A leading character in the community was old Ann, the wife of old Geordie. She managed to live an active life, although bent almost double by long-standing rheumatism. It was marvellous how she could maintain her equilibrium, with that extraordinary gait and figure. But she was cheery old woman, kind to all dumb creatures and dearly beloved by them in return. It was a picture to see her sallying forth from her door-way, her blue bed-gown tied round her waist by her blue linsey apron, which was almost always full of potato skins or bran, or corn, for one class or another of the subjects in her little kingdom; while a blue serge petticoat completed her uniform. Winter or summer she never wore a bonnet. It was rumored she possessed one of extraordinary dimensions, date unknown, in a corner of a huge chest, which was supposed to contain other superfluities. But it never appeared. The little church was too far off for old Ann to join the scattered congregation, bent and infirm as she was; and so on Sundays, a clean cap was put on, and she sat with her suffering mistress in the farm kitchen, while the sweet old lady read in her own peculiar Westmoreland intonation, the solemn narratives of the Old Testament and the precious teachings of the New. The widow, though helplessly bound to her easy chair, had always a very earnest and feeling prayer to pour, forth into the listening ear of Almighty Love, before the little service was concluded; and then the aged women shook hands, while the one said "God bless thee, Ann," and the other said "God bless thee, mistress."

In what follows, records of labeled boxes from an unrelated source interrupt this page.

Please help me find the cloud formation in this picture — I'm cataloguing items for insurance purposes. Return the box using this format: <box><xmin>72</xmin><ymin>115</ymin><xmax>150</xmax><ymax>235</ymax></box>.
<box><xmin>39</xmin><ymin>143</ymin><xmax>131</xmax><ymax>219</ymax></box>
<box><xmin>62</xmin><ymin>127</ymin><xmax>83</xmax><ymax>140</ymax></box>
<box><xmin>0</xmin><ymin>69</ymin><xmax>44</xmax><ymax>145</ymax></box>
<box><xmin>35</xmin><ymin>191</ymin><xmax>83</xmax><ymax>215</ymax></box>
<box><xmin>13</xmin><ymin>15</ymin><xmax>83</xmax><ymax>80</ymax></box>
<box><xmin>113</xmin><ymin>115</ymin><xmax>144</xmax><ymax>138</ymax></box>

But to return to the large "following" which always attended the clump, clump, of old Ann's heavy wooden and iron-shod clogs, * wherever she went in the farm premises. First there were the turkeys, the turkey-cock being a formidable fellow, the martinet of the yard, who hectored and domineered over everybody and everything, with the single exception of old Ann, towards whom he was as gentle as a dove.

* The shoes of the country: they are soled with wood, and then shod with iron, and make a prodigious noise.

Then there were the guinea-fowls picking daintily about, with round backs, and refined, not to say affected gait; while every evening there was enacted that little scene which is so peculiarly their own—the cock bird always flying to the top of the highest chimney and there shouting, "Come back! Come back!" as if he were recalling lost companions. Next there were the geese, which used to walk out into the meadows that bordered upon the beck * in long Indian file, the most experienced and responsible gander leading the way, a trustworthy young one bringing up the rear: comparatively uninteresting creatures they were, save for their self-sacrificing love of their young, in whose defence, if attacked by strange dogs, they would lay down their lives.

* The local name for "stream."

Then there were ducks without end, and cocks and hens innumerable, quaking, crowing, cackling, screaming about the desirable contents of old Ann's linsey apron, and besetting her wherever she turned.

She treated them all as dear friends, talked incessantly to them, in return for their vociferous addresses. "Coom, lad, coom along with thee this gait. Well, lile * lassie! Get awa', wilt thoo?" Thou hast a kindly heart, old Ann. Thou would'st not willingly hurt a single thing: and when a violent end has to be put to the happy little lives of thy many pets, it costs thy loving nature more than thou would'st like to tell. Those who have studied the ways of the feathered creatures, as thou hast done, know that there are fine distinctions of character, and beautiful adaptations of that mysterious instinct which is the gift of their kind Creator, that the careless and indifferent observer has never discovered or even suspected.

* "Lile" is almost invariably used for "little" in the country districts of Westmoreland.

They are alluded to here, not for the sake of crowding the canvas with pictures of animal life, but in order to cultivate a loving interest in the happiness of the living things around our daily path. They are, many of them, helpless in themselves, and entirely dependent on our good will. By all means, let there be as much innocent happiness as there can be in this selfish world. Let consideration for the comfort of animals, as long as their poor lives last, (and this life, remember, is their little all,) be a regular part of the home-training of children; and then the beautiful world we live in would not be such a scene of oppression and wrong as it is.